On 13 January 2004 the Government's observations on the admissibility and merits of the application were received and the applicant's representative was invited to submit his written observations in reply by 10 March 2004.

On 11 February 2004 the English version of the Government's observations was forwarded to the applicant's representative. The time-limit for the submission of the applicant's observations remained unaffected.

By an undated letter received by fax on 3 March 2004, Mr Mukhamet-Irekle requested an extension of an unspecified duration of the time allowed for submission of the observations, citing the applicant's illness. The President of the Chamber granted an extension until 1 April 2004.

By a faxed letter of 11 March 2004, Mr Mukhamet-Irekle informed the Court of the applicant's death. He indicated that he was the applicant's only heir and successor and asked the Court to pursue examination of the application.

As the observations on the admissibility and merits had not been received by the indicated time-limit, on 11 May 2004 the applicant's representative was advised by registered mail that the failure to submit observations might result in the strike-out of his application. He was also informed that the Court had taken into account the statement by the applicant's heir expressing the wish to pursue the proceedings before the Court and he was therefore to provide a written statement explaining the heir's legitimate interest in having the proceedings pursued.

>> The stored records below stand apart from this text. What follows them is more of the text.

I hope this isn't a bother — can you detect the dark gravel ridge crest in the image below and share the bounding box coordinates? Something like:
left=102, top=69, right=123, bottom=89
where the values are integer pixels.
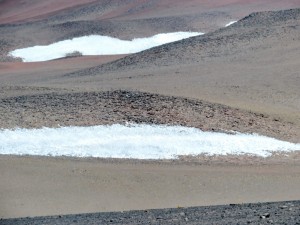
left=1, top=200, right=300, bottom=225
left=64, top=8, right=300, bottom=77
left=0, top=90, right=298, bottom=142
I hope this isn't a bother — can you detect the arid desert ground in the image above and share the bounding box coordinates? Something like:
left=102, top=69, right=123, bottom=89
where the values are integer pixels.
left=0, top=0, right=300, bottom=222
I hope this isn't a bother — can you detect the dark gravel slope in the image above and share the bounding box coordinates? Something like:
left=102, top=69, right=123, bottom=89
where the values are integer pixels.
left=65, top=8, right=300, bottom=77
left=0, top=90, right=298, bottom=142
left=2, top=201, right=300, bottom=225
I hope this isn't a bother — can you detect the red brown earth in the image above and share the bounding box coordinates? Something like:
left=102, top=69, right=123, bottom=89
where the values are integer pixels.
left=1, top=0, right=300, bottom=57
left=0, top=55, right=126, bottom=85
left=0, top=0, right=97, bottom=24
left=0, top=0, right=300, bottom=220
left=1, top=0, right=300, bottom=24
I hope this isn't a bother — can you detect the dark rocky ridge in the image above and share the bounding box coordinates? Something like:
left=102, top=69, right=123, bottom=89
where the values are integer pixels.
left=0, top=90, right=298, bottom=142
left=65, top=8, right=300, bottom=77
left=2, top=201, right=300, bottom=224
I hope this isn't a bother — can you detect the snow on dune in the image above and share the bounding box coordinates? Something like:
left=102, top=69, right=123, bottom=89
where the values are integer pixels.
left=9, top=32, right=203, bottom=62
left=225, top=21, right=237, bottom=27
left=0, top=124, right=299, bottom=159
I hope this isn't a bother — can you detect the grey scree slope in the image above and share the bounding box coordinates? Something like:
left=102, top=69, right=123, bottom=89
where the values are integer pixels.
left=1, top=201, right=300, bottom=225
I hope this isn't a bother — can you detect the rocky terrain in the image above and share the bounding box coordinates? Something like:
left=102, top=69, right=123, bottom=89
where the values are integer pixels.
left=0, top=90, right=298, bottom=142
left=2, top=201, right=300, bottom=225
left=70, top=8, right=300, bottom=73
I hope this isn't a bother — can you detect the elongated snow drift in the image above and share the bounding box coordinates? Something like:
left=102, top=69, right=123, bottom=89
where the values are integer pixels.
left=9, top=32, right=203, bottom=62
left=225, top=21, right=237, bottom=27
left=0, top=124, right=299, bottom=159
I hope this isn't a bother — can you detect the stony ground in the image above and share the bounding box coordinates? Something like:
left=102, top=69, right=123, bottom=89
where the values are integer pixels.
left=67, top=8, right=300, bottom=75
left=0, top=90, right=298, bottom=142
left=1, top=201, right=300, bottom=225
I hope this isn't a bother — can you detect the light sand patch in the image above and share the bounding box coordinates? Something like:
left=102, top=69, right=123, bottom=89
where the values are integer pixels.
left=1, top=155, right=300, bottom=218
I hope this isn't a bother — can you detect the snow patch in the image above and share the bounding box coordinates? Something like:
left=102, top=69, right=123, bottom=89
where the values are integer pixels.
left=9, top=32, right=203, bottom=62
left=0, top=124, right=299, bottom=159
left=225, top=21, right=237, bottom=27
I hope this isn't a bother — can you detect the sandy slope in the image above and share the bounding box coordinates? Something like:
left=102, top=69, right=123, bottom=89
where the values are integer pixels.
left=0, top=55, right=126, bottom=86
left=1, top=155, right=300, bottom=219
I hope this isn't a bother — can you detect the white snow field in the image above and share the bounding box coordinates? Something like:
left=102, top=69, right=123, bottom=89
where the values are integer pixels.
left=9, top=32, right=203, bottom=62
left=225, top=21, right=238, bottom=27
left=0, top=124, right=299, bottom=159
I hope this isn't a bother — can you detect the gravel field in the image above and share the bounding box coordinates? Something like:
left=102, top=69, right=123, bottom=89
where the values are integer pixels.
left=0, top=90, right=298, bottom=142
left=67, top=8, right=300, bottom=75
left=1, top=201, right=300, bottom=225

As it appears from the acknowledgement-of-receipt card, the letter was delivered on 28 May 2004.

To date neither the observations on the admissibility and merits nor the above statement have been received.

The Court recalls Article 37 of the Convention which, in the relevant part, reads as follows:

“1. The Court may at any stage of the proceedings decide to strike an application out of its list of cases where the circumstances lead to the conclusion that

(a) the applicant does not intend to pursue his application;


However, the Court shall continue the examination of the application if respect for human rights as defined in the Convention and the Protocols thereto so requires.”

The Court notes that the applicant's representative was advised that he was to submit written observations on the admissibility and merits of the case. He subsequently received a reminder thereof. No response has been received to date. The Court infers therefrom that the applicant's heir does not intend to pursue his application. Furthermore, it considers that respect for human rights as defined in the Convention and its Protocols does not require it to continue the examination of the case.

In these circumstances it considers that the case should be struck out of the list in accordance with Article 37 § 1 (a) of the Convention.

For these reasons, the Court unanimously

Decides to strike the application out of its list of cases.